X-ray fluorescence spectrometers are powerful tools for solving many different tasks related to the quantitative analysis of the chemical composition of materials.
A wide range of XRF spectrometers is currently available on the market, and along with benchtop spectrometers for laboratories, portable handheld XRF analyzers are becoming increasingly popular due to their high autonomy.
As a rule, handheld XRF analyzers are extremely easy to use, and have an intuitive interface to minimize the need for operator training. The method of X-ray fluorescence analysis practically does not require sample preparation before measurements. In the case of solid samples, it is enough to simply check that the surface is sufficiently clean and clean it if necessary.
However, it should be noted that a file should be used for cleaning, and it is different for different types of samples (for example, for aluminum alloys and steels). In the case of loose samples, the test sample should be well crushed and mixed to ensure sufficient homogeneity. Modern XRF analyzers usually provide high measurement stability regardless of external conditions such as temperature and atmospheric pressure, and therefore allow research in the field.
However, being a high-tech tool, they still require proper handling. The instrument should be checked periodically on a calibration sample, which is usually supplied with the purchase of the instrument. Any even minor damage to important parts of the spectrometer can lead, if not to its failure, then at least to distortion of the measurements.
The most vulnerable part of the XRF spectrometer is the detector; as a rule, it is protected by a replaceable protective film. Please note that films come in different thicknesses and it is important to use the type of film specified in the instructions for the device, since using a film with a thickness different from that with which the calibration was carried out will lead to distortion of the measurement results.
It is strongly not recommended to take measurements without film, because not only will you get incorrect results, but it will be expensive to replace the detector if it is damaged.
When carrying out measurements, it is necessary to make sure that the calibration of the instrument is appropriate for the task. XRF analyzers are calibrated for a specific set of tasks and usually have different modes of operation for different tasks.

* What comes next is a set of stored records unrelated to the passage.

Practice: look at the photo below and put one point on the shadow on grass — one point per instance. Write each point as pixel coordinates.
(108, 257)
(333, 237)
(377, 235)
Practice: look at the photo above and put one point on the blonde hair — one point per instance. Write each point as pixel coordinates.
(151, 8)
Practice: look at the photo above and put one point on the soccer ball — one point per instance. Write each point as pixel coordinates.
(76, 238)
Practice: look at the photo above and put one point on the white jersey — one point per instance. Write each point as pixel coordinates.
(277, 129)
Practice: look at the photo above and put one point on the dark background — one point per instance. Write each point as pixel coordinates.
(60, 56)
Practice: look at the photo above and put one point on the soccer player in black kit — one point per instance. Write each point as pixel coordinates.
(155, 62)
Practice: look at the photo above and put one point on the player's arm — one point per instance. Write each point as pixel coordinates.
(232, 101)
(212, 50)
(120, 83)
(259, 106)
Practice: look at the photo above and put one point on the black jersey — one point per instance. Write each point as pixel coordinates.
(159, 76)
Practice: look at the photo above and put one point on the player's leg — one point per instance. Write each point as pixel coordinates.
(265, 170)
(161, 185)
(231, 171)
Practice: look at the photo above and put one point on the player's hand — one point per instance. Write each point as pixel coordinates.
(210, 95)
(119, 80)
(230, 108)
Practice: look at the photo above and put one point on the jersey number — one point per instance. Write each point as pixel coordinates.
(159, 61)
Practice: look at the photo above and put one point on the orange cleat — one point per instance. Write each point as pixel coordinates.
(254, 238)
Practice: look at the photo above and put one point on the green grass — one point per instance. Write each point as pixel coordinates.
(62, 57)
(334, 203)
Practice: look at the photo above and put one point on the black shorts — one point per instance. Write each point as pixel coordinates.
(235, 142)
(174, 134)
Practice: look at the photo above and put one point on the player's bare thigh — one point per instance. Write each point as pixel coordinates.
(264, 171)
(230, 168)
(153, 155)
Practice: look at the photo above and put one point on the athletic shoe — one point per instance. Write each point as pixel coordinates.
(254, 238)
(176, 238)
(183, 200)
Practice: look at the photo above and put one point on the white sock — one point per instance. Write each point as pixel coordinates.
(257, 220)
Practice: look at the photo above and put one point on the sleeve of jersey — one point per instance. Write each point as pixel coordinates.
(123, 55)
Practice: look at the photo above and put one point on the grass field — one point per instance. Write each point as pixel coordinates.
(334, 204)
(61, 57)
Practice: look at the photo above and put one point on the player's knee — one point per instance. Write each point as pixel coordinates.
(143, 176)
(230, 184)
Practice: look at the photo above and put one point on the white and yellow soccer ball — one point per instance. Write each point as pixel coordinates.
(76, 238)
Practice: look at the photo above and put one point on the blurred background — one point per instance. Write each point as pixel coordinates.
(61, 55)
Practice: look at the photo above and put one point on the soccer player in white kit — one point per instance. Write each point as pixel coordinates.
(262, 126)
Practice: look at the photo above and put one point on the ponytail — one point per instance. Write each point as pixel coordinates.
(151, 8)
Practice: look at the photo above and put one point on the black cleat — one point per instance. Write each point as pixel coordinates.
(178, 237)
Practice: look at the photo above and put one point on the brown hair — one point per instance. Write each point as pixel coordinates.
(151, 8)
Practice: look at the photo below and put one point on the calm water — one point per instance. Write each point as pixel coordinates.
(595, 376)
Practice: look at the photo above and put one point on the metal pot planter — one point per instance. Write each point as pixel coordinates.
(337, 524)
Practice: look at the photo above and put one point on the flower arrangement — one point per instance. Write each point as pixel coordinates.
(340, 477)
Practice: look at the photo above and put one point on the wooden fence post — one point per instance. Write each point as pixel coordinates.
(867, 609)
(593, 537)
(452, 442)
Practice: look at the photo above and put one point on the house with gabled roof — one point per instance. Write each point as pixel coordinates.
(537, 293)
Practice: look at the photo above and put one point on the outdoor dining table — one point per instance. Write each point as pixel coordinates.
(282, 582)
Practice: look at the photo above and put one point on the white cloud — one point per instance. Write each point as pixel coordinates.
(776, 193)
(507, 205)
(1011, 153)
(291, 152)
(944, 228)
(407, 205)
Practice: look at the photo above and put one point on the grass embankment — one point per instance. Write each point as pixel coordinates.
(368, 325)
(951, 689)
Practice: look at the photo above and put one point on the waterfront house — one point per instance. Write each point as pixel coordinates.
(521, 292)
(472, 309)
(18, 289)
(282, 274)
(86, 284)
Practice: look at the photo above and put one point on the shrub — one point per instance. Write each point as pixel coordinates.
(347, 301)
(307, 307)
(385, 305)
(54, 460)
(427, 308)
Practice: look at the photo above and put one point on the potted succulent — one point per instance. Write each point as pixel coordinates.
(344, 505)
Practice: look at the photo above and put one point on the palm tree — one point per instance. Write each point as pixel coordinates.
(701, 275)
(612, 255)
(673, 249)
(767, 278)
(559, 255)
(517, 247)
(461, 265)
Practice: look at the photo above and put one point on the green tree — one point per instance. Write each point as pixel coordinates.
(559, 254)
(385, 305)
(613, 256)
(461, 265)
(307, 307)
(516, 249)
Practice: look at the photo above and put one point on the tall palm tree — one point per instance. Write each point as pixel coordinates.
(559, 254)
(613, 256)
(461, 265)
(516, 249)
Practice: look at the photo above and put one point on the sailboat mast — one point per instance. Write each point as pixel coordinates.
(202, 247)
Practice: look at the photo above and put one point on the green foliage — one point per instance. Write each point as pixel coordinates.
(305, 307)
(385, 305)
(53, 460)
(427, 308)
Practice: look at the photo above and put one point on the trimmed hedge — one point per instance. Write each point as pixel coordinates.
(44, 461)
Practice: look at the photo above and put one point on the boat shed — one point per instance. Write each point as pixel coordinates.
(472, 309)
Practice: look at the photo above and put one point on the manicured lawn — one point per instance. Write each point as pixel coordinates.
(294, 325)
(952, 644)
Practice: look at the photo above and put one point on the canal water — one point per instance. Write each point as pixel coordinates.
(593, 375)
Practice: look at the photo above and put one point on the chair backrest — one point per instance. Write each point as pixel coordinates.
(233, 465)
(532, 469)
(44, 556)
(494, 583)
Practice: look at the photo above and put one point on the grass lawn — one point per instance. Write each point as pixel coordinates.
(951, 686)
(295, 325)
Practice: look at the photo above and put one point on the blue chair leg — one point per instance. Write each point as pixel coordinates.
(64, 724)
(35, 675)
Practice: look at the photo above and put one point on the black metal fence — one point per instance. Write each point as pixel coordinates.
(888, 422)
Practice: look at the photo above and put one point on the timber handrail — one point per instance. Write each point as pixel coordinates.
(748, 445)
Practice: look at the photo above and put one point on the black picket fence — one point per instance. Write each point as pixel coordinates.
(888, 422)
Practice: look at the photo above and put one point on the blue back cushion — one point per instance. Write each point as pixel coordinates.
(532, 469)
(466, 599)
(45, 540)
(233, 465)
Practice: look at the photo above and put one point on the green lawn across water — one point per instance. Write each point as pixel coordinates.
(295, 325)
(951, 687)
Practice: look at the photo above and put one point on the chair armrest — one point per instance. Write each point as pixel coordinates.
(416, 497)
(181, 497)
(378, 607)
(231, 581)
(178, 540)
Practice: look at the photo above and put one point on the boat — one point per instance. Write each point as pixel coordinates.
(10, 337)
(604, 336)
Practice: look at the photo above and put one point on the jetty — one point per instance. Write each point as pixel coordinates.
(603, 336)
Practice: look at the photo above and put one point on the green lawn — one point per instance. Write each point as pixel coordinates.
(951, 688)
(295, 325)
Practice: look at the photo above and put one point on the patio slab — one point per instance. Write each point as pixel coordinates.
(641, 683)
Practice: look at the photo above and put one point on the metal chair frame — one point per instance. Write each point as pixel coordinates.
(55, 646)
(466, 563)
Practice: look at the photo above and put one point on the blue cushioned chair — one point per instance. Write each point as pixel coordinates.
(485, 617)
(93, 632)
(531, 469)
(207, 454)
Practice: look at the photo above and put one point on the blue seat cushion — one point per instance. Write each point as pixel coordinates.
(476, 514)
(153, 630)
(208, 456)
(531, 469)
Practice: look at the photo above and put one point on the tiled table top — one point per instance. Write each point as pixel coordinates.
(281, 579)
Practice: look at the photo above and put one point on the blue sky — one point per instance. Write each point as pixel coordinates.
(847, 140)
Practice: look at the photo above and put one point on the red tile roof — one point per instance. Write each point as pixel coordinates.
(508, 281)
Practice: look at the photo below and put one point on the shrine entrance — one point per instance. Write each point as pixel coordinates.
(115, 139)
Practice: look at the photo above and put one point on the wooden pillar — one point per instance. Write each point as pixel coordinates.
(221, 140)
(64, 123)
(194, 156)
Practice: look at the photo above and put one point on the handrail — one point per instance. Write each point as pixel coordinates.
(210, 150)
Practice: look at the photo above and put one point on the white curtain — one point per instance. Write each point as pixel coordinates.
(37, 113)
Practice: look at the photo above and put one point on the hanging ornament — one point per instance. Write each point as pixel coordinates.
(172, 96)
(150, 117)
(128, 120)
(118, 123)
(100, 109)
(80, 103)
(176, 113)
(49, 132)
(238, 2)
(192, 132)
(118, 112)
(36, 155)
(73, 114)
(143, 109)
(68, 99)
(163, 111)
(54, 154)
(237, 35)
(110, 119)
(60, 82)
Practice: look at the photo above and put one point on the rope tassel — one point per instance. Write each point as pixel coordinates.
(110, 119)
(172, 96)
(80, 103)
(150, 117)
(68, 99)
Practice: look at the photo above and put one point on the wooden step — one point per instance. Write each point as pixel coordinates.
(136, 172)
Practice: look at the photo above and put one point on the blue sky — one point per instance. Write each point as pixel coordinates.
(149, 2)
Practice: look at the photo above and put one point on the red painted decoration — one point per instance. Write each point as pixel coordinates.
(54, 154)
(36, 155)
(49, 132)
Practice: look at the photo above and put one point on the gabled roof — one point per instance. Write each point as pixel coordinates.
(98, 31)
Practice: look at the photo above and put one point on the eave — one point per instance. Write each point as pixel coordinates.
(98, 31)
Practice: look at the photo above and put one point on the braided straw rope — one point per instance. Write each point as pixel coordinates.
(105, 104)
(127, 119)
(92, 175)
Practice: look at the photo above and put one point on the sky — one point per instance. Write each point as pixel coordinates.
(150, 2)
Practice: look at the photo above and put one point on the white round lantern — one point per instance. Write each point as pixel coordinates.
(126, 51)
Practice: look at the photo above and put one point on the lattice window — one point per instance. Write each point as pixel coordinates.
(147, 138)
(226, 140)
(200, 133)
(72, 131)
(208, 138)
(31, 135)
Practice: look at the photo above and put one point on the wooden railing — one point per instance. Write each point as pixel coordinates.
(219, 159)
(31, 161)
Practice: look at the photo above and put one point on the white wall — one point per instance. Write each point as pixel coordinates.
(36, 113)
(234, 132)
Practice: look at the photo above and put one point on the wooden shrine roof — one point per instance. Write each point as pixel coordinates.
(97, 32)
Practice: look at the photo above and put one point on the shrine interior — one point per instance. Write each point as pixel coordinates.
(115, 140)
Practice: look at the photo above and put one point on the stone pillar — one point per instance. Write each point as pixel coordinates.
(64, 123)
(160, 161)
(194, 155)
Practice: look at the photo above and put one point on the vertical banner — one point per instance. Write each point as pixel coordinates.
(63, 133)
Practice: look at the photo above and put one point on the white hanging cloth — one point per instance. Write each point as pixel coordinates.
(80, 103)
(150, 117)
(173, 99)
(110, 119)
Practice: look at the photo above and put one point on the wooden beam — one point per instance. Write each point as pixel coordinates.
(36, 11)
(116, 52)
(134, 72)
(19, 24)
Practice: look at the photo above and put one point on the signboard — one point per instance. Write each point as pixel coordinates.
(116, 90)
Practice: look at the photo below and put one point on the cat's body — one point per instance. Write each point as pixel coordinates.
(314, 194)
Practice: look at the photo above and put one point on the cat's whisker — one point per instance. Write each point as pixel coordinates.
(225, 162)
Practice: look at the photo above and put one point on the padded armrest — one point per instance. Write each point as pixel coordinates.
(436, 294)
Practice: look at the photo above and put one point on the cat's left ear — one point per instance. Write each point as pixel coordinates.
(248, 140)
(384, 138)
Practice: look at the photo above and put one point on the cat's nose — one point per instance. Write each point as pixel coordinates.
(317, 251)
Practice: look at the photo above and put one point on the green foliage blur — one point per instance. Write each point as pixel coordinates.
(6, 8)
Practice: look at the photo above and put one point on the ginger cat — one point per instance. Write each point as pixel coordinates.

So, for example, you should not rely on accurate results of the analysis of precious metals with a device calibrated for alloys. Such a measurement can only carry qualitative information about the presence of a particular element in the sample, but the calculated concentrations may be far from the real ones.
To obtain accurate measurement results, do not neglect the procedures described in the instructions before starting measurements, as a rule, XRF analyzers need several minutes of warm-up to reach a stable operating mode, during which the results may be inaccurate.
Also, do not forget to periodically change the protective film to a clean one, especially when measuring samples with a high concentration of light elements, in particular aluminum, or when examining loose samples, since the particles remaining on the film from previously measured samples will be detected during new measurements.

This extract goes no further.